A la nuit tombée, les traîtres invitent hypocritement l’empereur sous leur tente avec l’intention de l’assassiner. Mais, averti par un songe, le duc d’Angers se précipite et sauve définitivement Charles avec l’appui des forces impériales accourues sous le commandement de Nayme et d’Ogier. [vv. 10306-10824]
 
Dénouement
 
L’empereur et le duc d’Angers sont enfin réconciliés. Le mariage de Claresme et Gaydon est célébré. Veuf très tôt, Gaydon se fera ermite, tandis que l’empereur, toujours sensible aux flatteries et aux présents de Gui d’Hautefeuille, l’accueillera de nouveau à sa cour. [v. 10825-10896]
 
La chanson se compose de près de 10900 vers. Ce sont des décasyllabes épiques a minori (i. e. coupés 4+6) dont la césure est nettement marquée dans le ms a par un point après la quatrième syllabe tonique. Elle est rédigée dans la koïnè francienne du début du XIIIe siècle et s’intègre bien dans la production épique de cette période tant par sa forme que par son sujet.
En effet, le poète manie avec aisance le style et la rhétorique du genre littéraire à l’époque de Philippe-II-Auguste : successions de laisses – rimées pour l’essentiel – avec vers d’intonation et vers de conclusion bien marqués le plus souvent, mise en forme souvent élégante de motifs et de formules , … Il sait incontestablement répondre ainsi à une attente d’un public contemporain.
Car les décennies à la charnière du changement de siècle voient un développement et un épanouissement incontestables de la chanson de geste.

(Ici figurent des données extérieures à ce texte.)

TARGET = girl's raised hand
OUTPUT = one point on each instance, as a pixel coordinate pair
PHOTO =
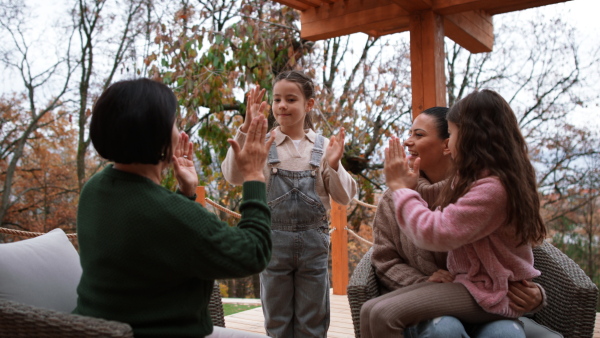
(254, 107)
(251, 158)
(398, 173)
(335, 149)
(185, 171)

L’austère et ancienne Chanson de Roland devient le centre de gravité d’un ensemble d’œuvres : de nouvelles rédactions amplifiées du drame de Roncevaux, mais aussi des récits d’événements  qui pourraient l’entourer. Par exemple, dans Gui de Bourgogne l’on voit de jeunes chevaliers venir en renfort auprès de l’armée impériale qui piétine en Espagne depuis vingt-sept ans avant la bataille décisive ; dans Anséis de Carthage Charlemagne est en butte à de grandes difficultés pour organiser l’Espagne conquise dans la mouvance impériale. C’est dans cet environnement que se situe Gaydon. Ces chansons trouvent leur place dans ce que l’on appelle matière de France (par opposition à matière de Bretagne) ou cycle du roi (par opposition aux autres cycles épiques : cycle de Garin de Monglane-Guillaume d’Orange, cycle de Doon de Mayence, cycle des Lorrains).
Manuscrits
 
Paris, Bibliothèque nationale de France, fonds fr. 860 (seconde moitié du XIIIe siècle)
 
Paris, Bibliothèque nationale de France, supplément français, 2510 (vers 1250)
 
Paris, Bibliothèque nationale de France, fonds fr. 1475 (XVe siècle)
 
Editions intégrales
 
Gaydon, chanson de geste publiée pour la première fois d'après les trois manuscrits de Paris, par François Guessard et Siméon Luce, Paris, Franck, 1862.
 
Gaydon, chanson de geste du XIIIe siècle, présentée, éditée, annotée par Jean Subrenat et traduite en collaboration avec Andrée Subrenat, Louvain, Peeters, 2007.